I wouldn't give this company a 1 star rating if zero was an option. I work in the dental industry (orthodontics) and this is the worst insurance company I deal with. I have been calling every couple of weeks trying to get a claim from January of this year paid. Every time I call I get told a different story and that they will process the claim in 10-15 biz days. Today when I asked for a supervisor (also escalated it last time I called) I got the same person I talked to the last time I called. She said she didn't talk to me. I told her that it was in my notes that I had put on our patient's chart. She pretty much called me a liar. I'm sure our patients have to pay their premiums. I don't see why insurance companies continually get away with ripping people off. My grandson has a T-shirt that says CSI across the chest in big letters. Then underneath that it says, "Can't Stand Idiots" Going to go out and buy a case of these T-shirts and mail them to MetLife. Their slogan should be, "we are idiots"
I have been dealing with this nightmare for the last 2 months. I have a short term disability claim with Metlife. I have been off of work since March/2012 for herniated disk ans nerve damage. When I orginally started claim I was denied because of "depression"?? I was shocked because my illiness was back/leg pain. The "case mgr" had read someone elses medical files and did my claim based off another patient info... STRIKE 1!!. After having to call my dr and see why they would do such a thing I learn that they had faxed 2 other patients info to Metlife and that Metlife was reading another patients files, not bothering to see if social's or names matched. After several calls it was corrected. Then I returned back to work 1 day in May and was back out again because of same problems. I was advised that it wouldnt be an issue and that they would just continue my current claim. Well my dr's sent medical info in May and once again info not read I wa denied. After callng my dr's office and learned what was actually sent. I called and informed Metlife and they acknowledged their mistake and stated that "its not their job to search my medical files for answers"..Wow. So instead of just correcting it they have asked for my dr to resend notes and now 2 months waiting the now want to know how Im reacting at dr visits and my degree of pain..I have been without pay for 2 months now. I then forward complaint to corporate thinking that there would be a resolution for them t only forward my complaint to the same person that HAS NOT been doing their job!!! She the "Unit Mgr" has stated that she is not calling my dr that they need to call her she left "a msg" a week ago..lol I am so shocked and applaud at Metlife. I honestly thought they had had better service and customer service. So we are at month 2 and day 2 since filing with corporate. Lets see how long this new chapter to this nightmare will continue.....

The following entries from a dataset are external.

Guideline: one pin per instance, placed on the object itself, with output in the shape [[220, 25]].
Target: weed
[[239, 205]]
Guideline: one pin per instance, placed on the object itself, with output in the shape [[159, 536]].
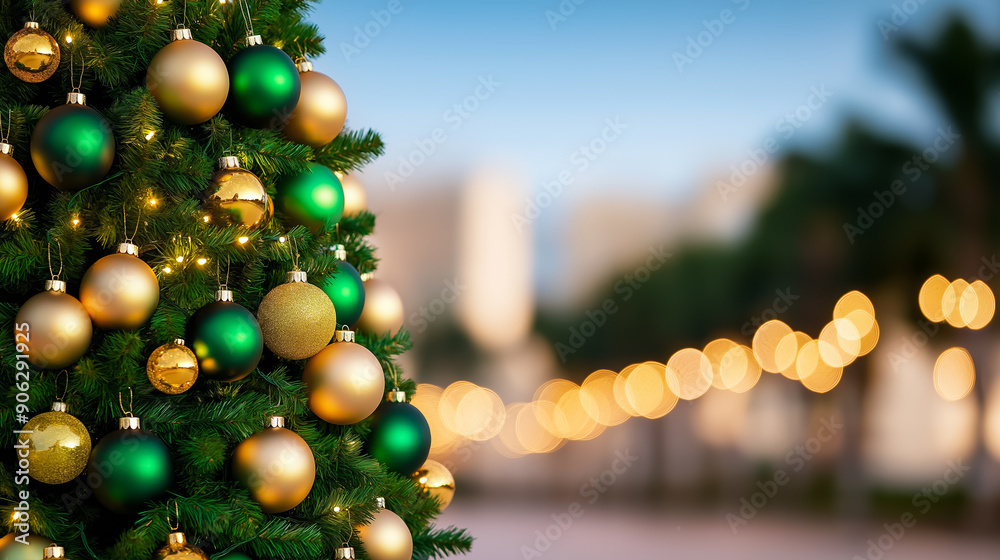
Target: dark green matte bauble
[[313, 198], [264, 87], [227, 340], [400, 437], [72, 147], [11, 549], [347, 292], [127, 468]]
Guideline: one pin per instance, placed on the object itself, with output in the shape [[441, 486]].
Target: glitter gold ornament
[[297, 319], [188, 79], [236, 197], [321, 111], [58, 445], [345, 381], [435, 479], [386, 537], [120, 291], [172, 368], [178, 548], [31, 54], [13, 183], [276, 465], [56, 325]]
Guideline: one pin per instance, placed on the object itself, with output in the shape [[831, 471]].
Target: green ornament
[[346, 289], [226, 338], [72, 146], [400, 437], [128, 467], [313, 198], [264, 85]]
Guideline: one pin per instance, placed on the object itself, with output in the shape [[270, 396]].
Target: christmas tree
[[177, 275]]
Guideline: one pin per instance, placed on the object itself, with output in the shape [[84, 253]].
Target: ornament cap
[[229, 162], [181, 34], [57, 286], [128, 249], [344, 335], [76, 98]]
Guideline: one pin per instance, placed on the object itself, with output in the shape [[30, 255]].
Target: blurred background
[[694, 279]]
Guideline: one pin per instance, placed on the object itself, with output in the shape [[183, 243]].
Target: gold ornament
[[31, 54], [435, 479], [178, 548], [172, 368], [188, 79], [383, 311], [56, 328], [322, 109], [345, 381], [95, 13], [58, 446], [297, 319], [355, 199], [13, 183], [236, 197], [276, 465], [387, 537], [120, 291]]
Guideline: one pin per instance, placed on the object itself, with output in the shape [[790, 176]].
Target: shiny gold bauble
[[58, 446], [13, 184], [355, 198], [387, 537], [321, 112], [120, 291], [178, 548], [277, 466], [435, 479], [31, 54], [188, 79], [297, 319], [56, 328], [383, 312], [236, 197], [172, 368], [95, 13], [345, 381]]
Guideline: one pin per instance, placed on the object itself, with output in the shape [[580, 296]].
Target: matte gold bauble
[[95, 13], [383, 312], [387, 537], [297, 319], [345, 381], [178, 548], [13, 183], [56, 328], [120, 291], [435, 479], [236, 197], [172, 368], [276, 465], [58, 446], [321, 111], [355, 198], [188, 79], [31, 54]]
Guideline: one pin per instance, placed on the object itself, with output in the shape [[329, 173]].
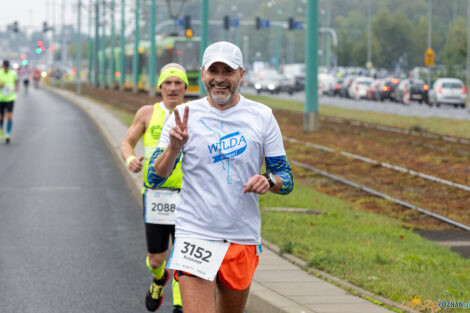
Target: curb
[[260, 299]]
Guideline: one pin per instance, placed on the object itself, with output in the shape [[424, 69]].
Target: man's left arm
[[280, 168]]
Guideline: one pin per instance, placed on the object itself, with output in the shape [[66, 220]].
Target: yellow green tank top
[[150, 139]]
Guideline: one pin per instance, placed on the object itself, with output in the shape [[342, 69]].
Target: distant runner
[[25, 76], [220, 141], [159, 204], [8, 89]]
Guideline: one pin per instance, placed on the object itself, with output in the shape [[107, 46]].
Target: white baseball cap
[[224, 52]]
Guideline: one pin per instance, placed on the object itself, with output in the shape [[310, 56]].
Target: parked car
[[373, 92], [269, 80], [412, 89], [337, 88], [448, 91], [387, 88], [347, 81], [358, 88]]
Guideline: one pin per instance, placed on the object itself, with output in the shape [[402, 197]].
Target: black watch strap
[[270, 179]]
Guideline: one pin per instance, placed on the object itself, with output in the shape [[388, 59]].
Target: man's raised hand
[[179, 133]]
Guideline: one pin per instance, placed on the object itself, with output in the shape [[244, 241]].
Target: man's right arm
[[133, 135]]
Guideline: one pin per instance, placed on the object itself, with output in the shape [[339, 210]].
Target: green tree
[[393, 33], [453, 54]]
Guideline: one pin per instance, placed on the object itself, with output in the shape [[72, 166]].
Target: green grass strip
[[443, 126], [368, 250]]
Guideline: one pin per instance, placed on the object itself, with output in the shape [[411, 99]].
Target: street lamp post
[[152, 61], [135, 61], [311, 117], [122, 56], [204, 35], [111, 58], [429, 37], [78, 63]]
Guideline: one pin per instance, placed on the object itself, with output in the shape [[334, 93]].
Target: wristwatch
[[271, 179]]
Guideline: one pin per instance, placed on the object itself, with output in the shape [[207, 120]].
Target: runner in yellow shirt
[[8, 89], [158, 208]]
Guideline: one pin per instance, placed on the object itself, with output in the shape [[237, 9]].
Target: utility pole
[[122, 56], [311, 116], [277, 36], [204, 35], [135, 61], [103, 47], [152, 56], [369, 35], [89, 45], [327, 36], [113, 43], [429, 37], [78, 62], [63, 44], [468, 49], [97, 43]]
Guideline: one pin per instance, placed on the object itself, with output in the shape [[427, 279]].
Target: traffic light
[[258, 22], [291, 23], [187, 22], [226, 22]]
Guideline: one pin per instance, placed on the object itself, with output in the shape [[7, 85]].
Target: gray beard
[[222, 101]]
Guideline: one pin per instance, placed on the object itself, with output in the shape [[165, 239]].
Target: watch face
[[272, 178]]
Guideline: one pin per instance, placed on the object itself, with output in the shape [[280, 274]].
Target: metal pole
[[135, 61], [97, 43], [122, 55], [152, 61], [103, 47], [113, 43], [78, 63], [62, 45], [89, 45], [277, 36], [204, 35], [327, 36], [312, 118], [369, 35], [429, 37], [468, 48]]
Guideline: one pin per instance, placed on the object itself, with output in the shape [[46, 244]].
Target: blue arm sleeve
[[154, 180], [280, 167]]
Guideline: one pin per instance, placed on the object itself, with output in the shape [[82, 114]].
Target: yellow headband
[[172, 72]]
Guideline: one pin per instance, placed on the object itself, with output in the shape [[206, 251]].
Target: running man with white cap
[[221, 141], [158, 206]]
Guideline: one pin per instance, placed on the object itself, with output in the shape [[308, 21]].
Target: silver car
[[448, 91]]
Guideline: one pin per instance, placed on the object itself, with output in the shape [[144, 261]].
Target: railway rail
[[383, 195]]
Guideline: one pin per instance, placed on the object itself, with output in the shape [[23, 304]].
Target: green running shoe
[[154, 298]]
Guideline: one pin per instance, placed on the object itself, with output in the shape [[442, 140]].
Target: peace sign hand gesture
[[179, 133]]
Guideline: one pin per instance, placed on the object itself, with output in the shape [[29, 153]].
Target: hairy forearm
[[161, 165], [279, 166]]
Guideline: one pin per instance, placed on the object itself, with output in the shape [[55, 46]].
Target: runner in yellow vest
[[8, 89], [159, 204]]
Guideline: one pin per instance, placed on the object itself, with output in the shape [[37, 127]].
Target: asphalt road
[[413, 109], [71, 234]]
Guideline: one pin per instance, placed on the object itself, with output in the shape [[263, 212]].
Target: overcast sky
[[34, 12]]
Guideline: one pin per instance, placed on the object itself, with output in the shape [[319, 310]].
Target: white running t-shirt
[[225, 148]]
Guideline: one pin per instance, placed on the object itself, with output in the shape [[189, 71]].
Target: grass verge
[[368, 250], [443, 126]]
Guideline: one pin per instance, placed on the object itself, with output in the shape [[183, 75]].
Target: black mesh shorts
[[158, 236]]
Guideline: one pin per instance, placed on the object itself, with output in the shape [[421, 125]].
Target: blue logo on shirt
[[228, 147]]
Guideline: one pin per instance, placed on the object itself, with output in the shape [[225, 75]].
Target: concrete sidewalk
[[278, 286]]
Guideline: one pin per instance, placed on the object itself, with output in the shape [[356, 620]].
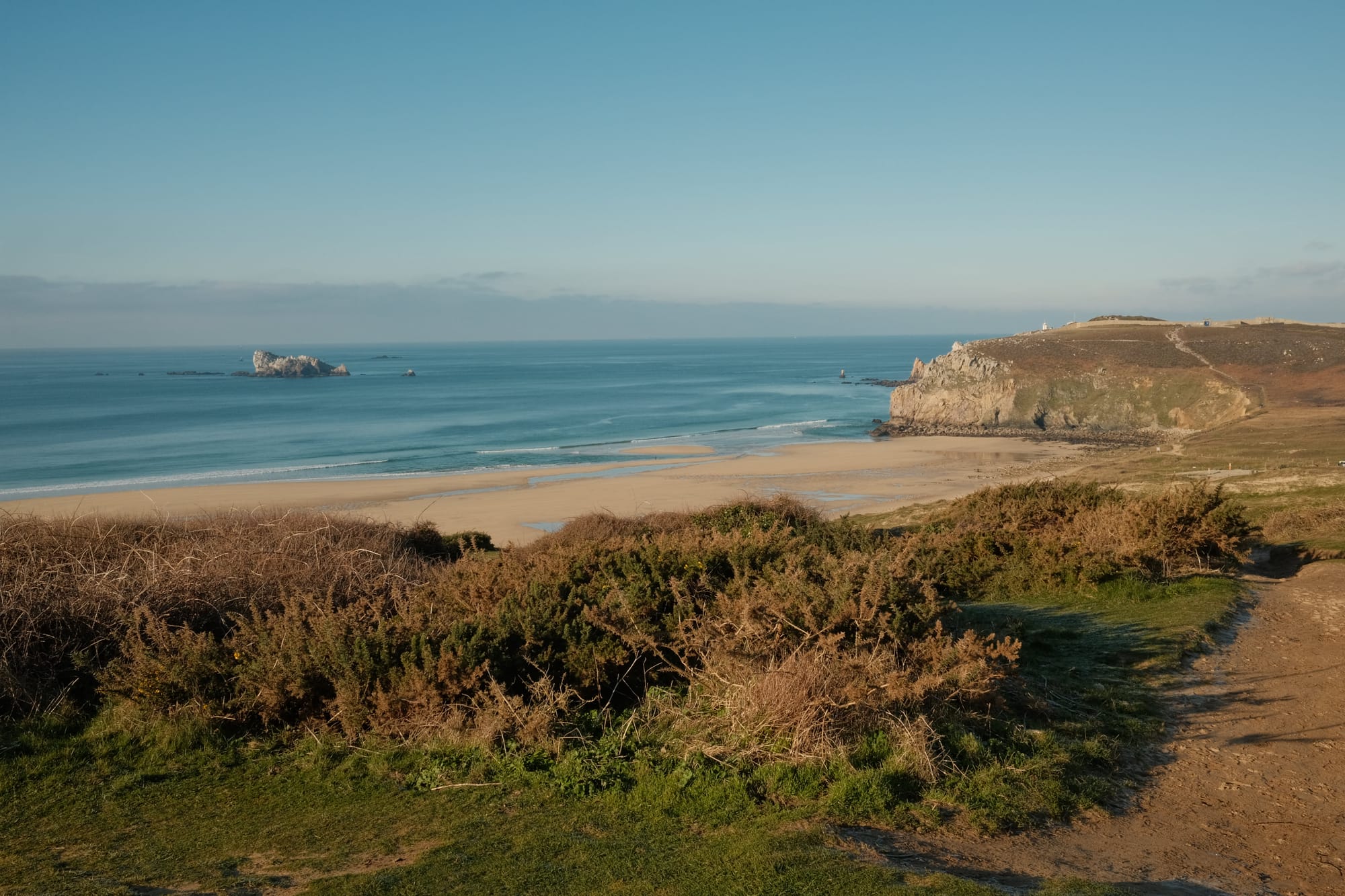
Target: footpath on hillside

Insurance and Employee Benefits | MetLife
When my mother died, it took me 3 months, 8 phone calls asking what was holding things up (with transfers to several offices in different cities) and 2 faxes to MetLife of information they should have had in their files to finally issue checks to the beneficiaries of my mother's life policy. During this time, they told us we weren't beneficiarys, they mailed duplicate forms, they finally paid it but out wrong (leaving out a beneficiary) then demanded that we all return the checks. Every time I talked to them I had to start over from the very beginning. At the end of every conversation I asked for specifics on what the person was going to do and for them to call me back when they did it -- and I never got a return call. They required original policies, certified death certificate, etc etc etc. By comparison another insurance company simply asked what funeral home was handling the arrangements and that was all they needed. I hate MetLife and would not insure thru them if they were the last company on earth.